Interview Transcription
Interviewer: One of the lead stories on CNBC.com right now is about the New York city real estate market having a bit of a real pullback in terms of the overall markets. How do you see certain markets in the U.S. fairing versus others? Or is this a general feeling of an overall pullback in housing in 2019.
Mark: I think it’s a general pullback. Obviously, different markets might experience it differently. New York is a high-priced market, so there are the additional issues with the changes in the tax code having an influence on high-priced homes there.
Diana’s right, mortgage rates will likely rise in 2019, as they did in 2018. Maybe not as much as we thought. The news from Fed Chairman Powell -- there will be fewer rate increases – is effectively good for the housing market.
The challenge is, the reason why rates are going up is because the economy is strong. That counter acts the affordability crunch of mortgage rates. It’s the tug-of-war between the good economy and rising wages and why rates are rising. It actually means the housing market can at least withstand or deal with the more normalized rate environment we expect next year.
Interviewer: Mark, you bring up an interesting point about that tug-of-war. If we are to look at the U.S. housing economy. If we are to look at the housing stocks and all the building product companies out there. They didn’t tell a very good story in 2018. Does this mean the real estate market is not the best indicator for the U.S. economy?
Mark: No, I don’t think so. It certainly interacts or reacts to the U.S. economy. The good thing about housing is everybody needs it and you can’t outsource it. What we’re struggling with is, as Diana mentioned, is a lack of supply. Homebuilders, with some challenges, can help to solve.
The reason there aren’t many homes for sale is that so many existing homeowners today are sitting on mortgage rates at 3.5 or 4 percent and don’t want to move. So, you don’t get that supply of homes for sale, even though there’s a great story of a strong tailwind of demand from millennial first-time homebuyers who would love to buy something, if only it was for sale. Interviewer: Mark, what would be the primary drivers of the housing market in 2019? Is it going to be interest rates? Is it going to be the supply-demand imbalance? What is going to be the primary factor that is going to be the biggest influence over housing next year?

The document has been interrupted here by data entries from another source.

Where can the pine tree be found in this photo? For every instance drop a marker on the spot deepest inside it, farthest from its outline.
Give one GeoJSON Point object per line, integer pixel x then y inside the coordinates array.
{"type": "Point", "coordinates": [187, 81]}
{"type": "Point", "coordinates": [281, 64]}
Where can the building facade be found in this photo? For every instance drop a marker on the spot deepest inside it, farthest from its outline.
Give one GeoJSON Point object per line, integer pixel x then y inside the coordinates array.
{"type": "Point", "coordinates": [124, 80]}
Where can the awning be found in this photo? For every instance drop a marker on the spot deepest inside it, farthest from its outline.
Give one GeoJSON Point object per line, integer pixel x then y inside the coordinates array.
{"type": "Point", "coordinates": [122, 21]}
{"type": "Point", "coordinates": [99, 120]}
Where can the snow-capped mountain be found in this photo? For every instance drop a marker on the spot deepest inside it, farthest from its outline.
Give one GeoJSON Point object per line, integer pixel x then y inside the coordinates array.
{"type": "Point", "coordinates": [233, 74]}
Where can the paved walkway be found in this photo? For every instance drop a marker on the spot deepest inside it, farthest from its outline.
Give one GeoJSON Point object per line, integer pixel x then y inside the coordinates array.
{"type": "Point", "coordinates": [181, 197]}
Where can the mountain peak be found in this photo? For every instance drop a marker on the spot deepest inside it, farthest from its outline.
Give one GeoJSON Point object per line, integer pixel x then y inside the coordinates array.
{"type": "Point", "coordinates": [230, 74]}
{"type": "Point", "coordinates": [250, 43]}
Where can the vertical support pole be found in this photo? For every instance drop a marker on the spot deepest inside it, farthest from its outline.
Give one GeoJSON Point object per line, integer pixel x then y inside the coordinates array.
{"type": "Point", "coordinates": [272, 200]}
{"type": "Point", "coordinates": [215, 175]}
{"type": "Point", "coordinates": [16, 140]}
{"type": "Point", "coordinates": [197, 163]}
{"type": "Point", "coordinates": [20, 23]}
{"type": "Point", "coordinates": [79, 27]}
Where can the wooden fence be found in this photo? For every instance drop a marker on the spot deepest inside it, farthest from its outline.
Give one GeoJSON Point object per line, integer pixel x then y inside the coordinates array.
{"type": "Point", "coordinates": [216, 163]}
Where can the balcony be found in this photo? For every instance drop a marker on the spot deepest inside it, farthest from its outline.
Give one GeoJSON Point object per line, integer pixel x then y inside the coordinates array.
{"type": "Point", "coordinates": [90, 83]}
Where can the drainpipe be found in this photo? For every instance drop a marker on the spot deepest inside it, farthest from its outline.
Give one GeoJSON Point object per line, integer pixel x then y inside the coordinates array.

Mark: The supply and demand balance is definitely the one I’m focused on for next year. Rates will rise to maybe mid-5 percent, but that’s not a high-rate environment from a historical housing perspective. The bigger challenge is really the availability of supply. Existing homeowners today are sitting on their homes on average for 10 years. That’s up significantly from prior to the boom or even three or four years ago. They are the primary provider of most of the homes for sale in the U.S. So, the key challenges really is how do we build more new and affordable homes to solve the supply problem.
Interviewer: Mark, we know that certain key markets like you pointed out, New York city also places like southern California, are feeling a bit more of that pullback. We know those markets are hot right now. What is it about the rest of the United States housing market that perhaps should be a little bit more tempered with regards to expectations? Both to the upside and downside. We’re not seeing the kinds of price declines in real estate in certain other parts of the country that we are in the coastal parts of the northeast or the western coast of the United States, right?
Mark: Right. The high-priced markets are high priced because -- one, they’re sought after, so there’s a lot of demand for housing and, in many cases, they’re highly restricted in terms of the availability of housing. That’s not necessarily the case in many of the other markets in the United States. Houston is a perfect example. Fourth largest city in the United States. Tons of homebuilding. Lots of expansion. Texas in general. It really gets down to, not where people want to live but the availability of the housing stock there and the ability to build new stock in those markets really makes the difference.
Interviewer: Before we let you go Mark, if I am a homebuyer what’s the best time of year next year to target that? Given your view on interest rates and affordability and housing demand.
Mark: I’d say probably early spring. There’s not a lot of inventory for sale typically in the winter months. Particularly in the cold parts of the United States. We know the rates will be rising further in to the year, so let’s target March to start looking to buy.